One Brother & Sisterhood, a U.S. based Liberian organization comprising 12 women and one man, over the weekend presented gift items worth over L$65,000 to orphans at the Susie Guenter’s Orphanage, a Ministry of Jahjet Children’s Outreach Mission on ELWA/RIA highway, outside Monrovia.
Friday’s gift items included three bags of 25kg rice, a carton of sugar, chicken, copybooks, and onions.
Other items were bags of Irish potatoes, a gallon of vegetable oil, a carton of tomato paste, a giant-size jar of margarine, several pieces of plastic cups and a carton of coloring pencils.
Susie Guenter, who represented the Susie Guenter’s Orphanage, expressed gratitude to Mrs. Sawyer for the items, adding: “Little is much when God is in it.”
Ms.

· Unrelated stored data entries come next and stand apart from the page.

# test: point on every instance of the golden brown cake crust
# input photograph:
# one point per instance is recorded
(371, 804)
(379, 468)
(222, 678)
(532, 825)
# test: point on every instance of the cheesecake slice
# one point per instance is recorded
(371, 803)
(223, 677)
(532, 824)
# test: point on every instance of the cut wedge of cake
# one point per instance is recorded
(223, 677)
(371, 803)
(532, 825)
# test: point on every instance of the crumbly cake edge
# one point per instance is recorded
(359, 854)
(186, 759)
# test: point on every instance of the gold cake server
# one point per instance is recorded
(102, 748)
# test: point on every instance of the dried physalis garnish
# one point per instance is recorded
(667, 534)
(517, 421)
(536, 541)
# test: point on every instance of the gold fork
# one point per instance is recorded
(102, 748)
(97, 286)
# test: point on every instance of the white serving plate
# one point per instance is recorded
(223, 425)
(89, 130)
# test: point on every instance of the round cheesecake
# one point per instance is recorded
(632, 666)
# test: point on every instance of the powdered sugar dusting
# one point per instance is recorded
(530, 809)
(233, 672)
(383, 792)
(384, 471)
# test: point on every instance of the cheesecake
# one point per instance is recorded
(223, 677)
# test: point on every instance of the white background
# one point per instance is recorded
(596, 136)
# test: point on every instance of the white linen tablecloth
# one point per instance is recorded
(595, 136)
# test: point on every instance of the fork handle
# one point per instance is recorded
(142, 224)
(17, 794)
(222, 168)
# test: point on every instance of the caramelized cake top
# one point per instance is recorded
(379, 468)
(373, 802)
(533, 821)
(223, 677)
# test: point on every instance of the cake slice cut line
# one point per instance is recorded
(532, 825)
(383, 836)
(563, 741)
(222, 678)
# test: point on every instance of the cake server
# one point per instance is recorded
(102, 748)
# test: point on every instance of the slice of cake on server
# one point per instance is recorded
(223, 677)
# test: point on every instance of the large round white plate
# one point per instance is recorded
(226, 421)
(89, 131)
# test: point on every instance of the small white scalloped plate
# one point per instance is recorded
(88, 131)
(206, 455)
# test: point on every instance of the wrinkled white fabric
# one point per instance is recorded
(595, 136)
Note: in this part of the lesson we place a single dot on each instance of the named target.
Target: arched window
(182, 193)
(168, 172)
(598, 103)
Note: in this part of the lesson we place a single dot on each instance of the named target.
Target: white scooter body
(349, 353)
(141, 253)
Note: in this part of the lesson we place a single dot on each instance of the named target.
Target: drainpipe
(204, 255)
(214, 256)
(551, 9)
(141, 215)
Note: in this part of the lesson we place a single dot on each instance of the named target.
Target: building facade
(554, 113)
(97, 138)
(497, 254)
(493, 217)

Guenter’s statement was followed by a choral rendition from the orphans, which moved Mrs. Sawyer and those who accompanied her to the mission to tears.
The Mission, according to Ms. Guenter, was founded by the late Jefferson A. Zeon and his wife, Helena D. Zeon, in 1997, when they recognized the need to assist children categorized as orphans, semi orphans, abandoned, poor and destitute as a result of the country’s civil crises.
At present, the home hosts 21 children, including 10 girls and 11 boys.
The mission also hosts the FOCUS Liberia School, which was founded to champion the cause of better education in Liberia and to create a productive environment for the youth.
A representative of the group in Liberia, Thelma E. Duncan Sawyer, told the Daily Observer shortly after she presented the items to the head of the orphanage that the most effective use of donations is “where [it’s] most needed, as it gives us the maximum flexibility to direct funds in accordance with current and most urgent needs across our international network. This is the default designation for every gift, unless the donor specifies other intent.”
The group, which was established 15 years ago, according to Mrs. Sawyer, meets once a year where each member makes a donation that would enable him or her to identify with the less fortunate, including orphans, in Liberia.